Fintech unicorn Viva Republica gets initial approval to operate digital bank in Korea

via Deal Street Asia

South Korean fintech startup Viva Republica, the PayPal-backed creator of financial services platform Toss, announced that it has secured preliminary approval for a license to operate its digital bank, Toss Bank, in Korea.

Toss Bank will become the third digital bank in South Korea to operate without a physical branch. The other two are Kakao Bank, which was launched in 2017, and K Bank, the nation’s first online-only bank. As of the end of March this year, Kakao Bank had 8.91 million customers and K Bank had around 980,000 users.

Toss Bank is expected to begin operations soon after gaining a final approval for its licence in the first half of 2021, the fintech startup said.

Viva Republica said Toss Bank will provide “groundbreaking new financial services” for the $1.3-trillion Korean banking market. The digital bank licence from the Financial Services Commission of Korea allows Toss Bank to offer current accounts, credit and loan products, and other financial services to individuals and businesses.

“With digital bank license, we will be able to broaden our product offering even, so that we can accelerate our mission to innovate the financial industry,” said Viva Republica CEO SG Lee.

Founded in 2013, Viva Republic launched Toss four years ago as a peer-to-peer (P2P) money transfer service. It has since evolved into a platform providing a range of financial services, including banking, money transfer, dashboard and credit score management.

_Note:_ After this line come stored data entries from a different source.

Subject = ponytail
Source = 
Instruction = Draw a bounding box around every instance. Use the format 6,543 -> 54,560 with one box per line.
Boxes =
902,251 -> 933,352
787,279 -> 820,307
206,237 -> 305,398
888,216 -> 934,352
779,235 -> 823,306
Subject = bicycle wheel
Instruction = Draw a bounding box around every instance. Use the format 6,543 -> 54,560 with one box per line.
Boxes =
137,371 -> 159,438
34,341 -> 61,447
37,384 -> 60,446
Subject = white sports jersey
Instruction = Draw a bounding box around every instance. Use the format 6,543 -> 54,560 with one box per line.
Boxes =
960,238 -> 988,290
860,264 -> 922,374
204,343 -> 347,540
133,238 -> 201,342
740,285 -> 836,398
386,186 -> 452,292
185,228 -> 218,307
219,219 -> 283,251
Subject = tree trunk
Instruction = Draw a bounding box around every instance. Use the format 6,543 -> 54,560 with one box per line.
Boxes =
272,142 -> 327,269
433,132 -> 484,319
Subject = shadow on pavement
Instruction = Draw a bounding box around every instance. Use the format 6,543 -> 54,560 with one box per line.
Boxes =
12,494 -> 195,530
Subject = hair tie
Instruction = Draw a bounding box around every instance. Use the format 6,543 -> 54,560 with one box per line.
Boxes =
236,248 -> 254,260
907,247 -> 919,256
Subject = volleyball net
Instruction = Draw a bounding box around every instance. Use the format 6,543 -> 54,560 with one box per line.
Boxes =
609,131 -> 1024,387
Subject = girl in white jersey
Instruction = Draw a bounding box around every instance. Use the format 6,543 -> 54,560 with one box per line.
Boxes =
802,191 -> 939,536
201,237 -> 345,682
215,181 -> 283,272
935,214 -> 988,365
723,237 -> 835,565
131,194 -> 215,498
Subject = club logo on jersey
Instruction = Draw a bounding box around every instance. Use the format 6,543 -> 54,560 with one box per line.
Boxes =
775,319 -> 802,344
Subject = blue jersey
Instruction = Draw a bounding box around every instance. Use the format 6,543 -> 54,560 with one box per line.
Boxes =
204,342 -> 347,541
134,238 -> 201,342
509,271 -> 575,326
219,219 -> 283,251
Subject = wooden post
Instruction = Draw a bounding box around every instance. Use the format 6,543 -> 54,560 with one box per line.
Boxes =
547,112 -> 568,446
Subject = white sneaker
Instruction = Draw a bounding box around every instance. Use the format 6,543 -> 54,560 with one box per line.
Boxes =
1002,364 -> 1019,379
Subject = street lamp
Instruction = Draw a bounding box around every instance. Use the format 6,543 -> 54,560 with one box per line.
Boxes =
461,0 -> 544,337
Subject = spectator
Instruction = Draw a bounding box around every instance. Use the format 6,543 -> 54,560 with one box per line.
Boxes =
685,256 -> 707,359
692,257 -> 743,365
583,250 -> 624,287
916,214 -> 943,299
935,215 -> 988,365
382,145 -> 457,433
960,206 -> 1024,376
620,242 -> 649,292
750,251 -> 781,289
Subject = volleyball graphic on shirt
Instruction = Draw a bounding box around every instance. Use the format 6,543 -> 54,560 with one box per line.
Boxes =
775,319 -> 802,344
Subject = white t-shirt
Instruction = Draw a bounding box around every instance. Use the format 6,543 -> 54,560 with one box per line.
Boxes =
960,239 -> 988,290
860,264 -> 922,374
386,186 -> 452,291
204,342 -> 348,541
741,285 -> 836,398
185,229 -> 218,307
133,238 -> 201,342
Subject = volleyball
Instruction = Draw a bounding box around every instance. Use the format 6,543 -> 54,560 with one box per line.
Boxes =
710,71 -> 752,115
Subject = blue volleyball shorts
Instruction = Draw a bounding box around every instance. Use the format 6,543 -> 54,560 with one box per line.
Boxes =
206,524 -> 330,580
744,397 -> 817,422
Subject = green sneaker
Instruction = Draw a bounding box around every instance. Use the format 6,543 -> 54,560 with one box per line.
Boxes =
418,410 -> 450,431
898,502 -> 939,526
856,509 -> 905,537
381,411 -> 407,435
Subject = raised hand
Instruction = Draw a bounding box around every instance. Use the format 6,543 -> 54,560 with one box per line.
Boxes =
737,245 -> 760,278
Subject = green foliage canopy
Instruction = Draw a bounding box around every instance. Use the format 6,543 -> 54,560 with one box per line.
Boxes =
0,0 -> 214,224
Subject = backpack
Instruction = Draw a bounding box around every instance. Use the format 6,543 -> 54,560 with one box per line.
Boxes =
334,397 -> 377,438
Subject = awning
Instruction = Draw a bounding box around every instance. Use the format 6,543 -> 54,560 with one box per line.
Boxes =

Toss claims to have been downloaded more than 30 million times and have over 16 million registered users, or over a fifth of South Korea’s population. It boasts of processing total transactions worth more than $48 billion.

The fintech startup had raised $64 million in its latest funding round led by Hong Kong-based equity investor Aspex Management in August this year. The funding had boosted the company’s valuation to $2.2 billion.

South Korea’s digital banking sector offers its own share of challenges. The country’s existing digital banks Kakao Bank and K Bank registered net losses of 21.2 billion won ($18 million) and 79.7 billion won ($68 million) in 2018, respectively, according to data by the Korea Federation of Banks.